Authors : Amanda Blatch-Jones, Alejandra Recio Saucedo, Beth Giddins
Preprints are open and accessible scientific manuscript or report that has not been submitted to a peer reviewed journal. The value and importance of preprints has grown since its contribution during the public health emergency of the COVID-19 pandemic. Funders and publishers are establishing their position on the use of preprints, in grant applications and publishing models.

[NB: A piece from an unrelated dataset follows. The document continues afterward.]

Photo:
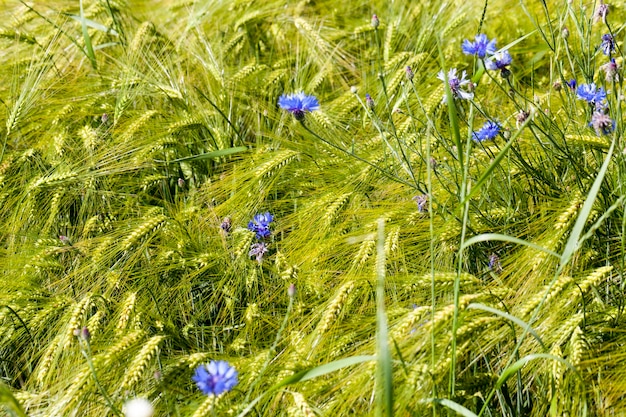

However, the evidence supporting the use and acceptability of preprints varies across funders, publishers, and researchers. The purpose of this scoping review was to explore the current evidence on the use and acceptability of preprints by publishers, funders, and the research community throughout the research lifecycle.
A scoping review was undertaken with no study or language limits. The search strategy was limited to the last five years (2017-2022) to capture changes influenced by COVID-19 (e.g., accelerated use and role of preprints in research). The review included international literature, including grey literature, and two databases were searched: Scopus and Web of Science (24 August 2022).
379 titles and abstracts and 193 full text articles were assessed for eligibility. Ninety-eight articles met eligibility criteria and were included for full extraction. For barriers and challenges, 26 statements were grouped under four main themes (e.g., volume/growth of publications, quality assurance/trustworthiness, risks associated to credibility, and validation).
For benefits and value, 34 statements were grouped under six themes (e.g., openness/transparency, increased visibility/credibility, open review process, open research, democratic process/systems, increased productivity/opportunities).
Preprints provide opportunities for rapid dissemination but there is a need for clear policies and guidance from journals, publishers, and funders. Cautionary measures are needed to maintain the quality and value of preprints, paying particular attention to how findings are translated to the public. More research is needed to address some of the uncertainties addressed in this review.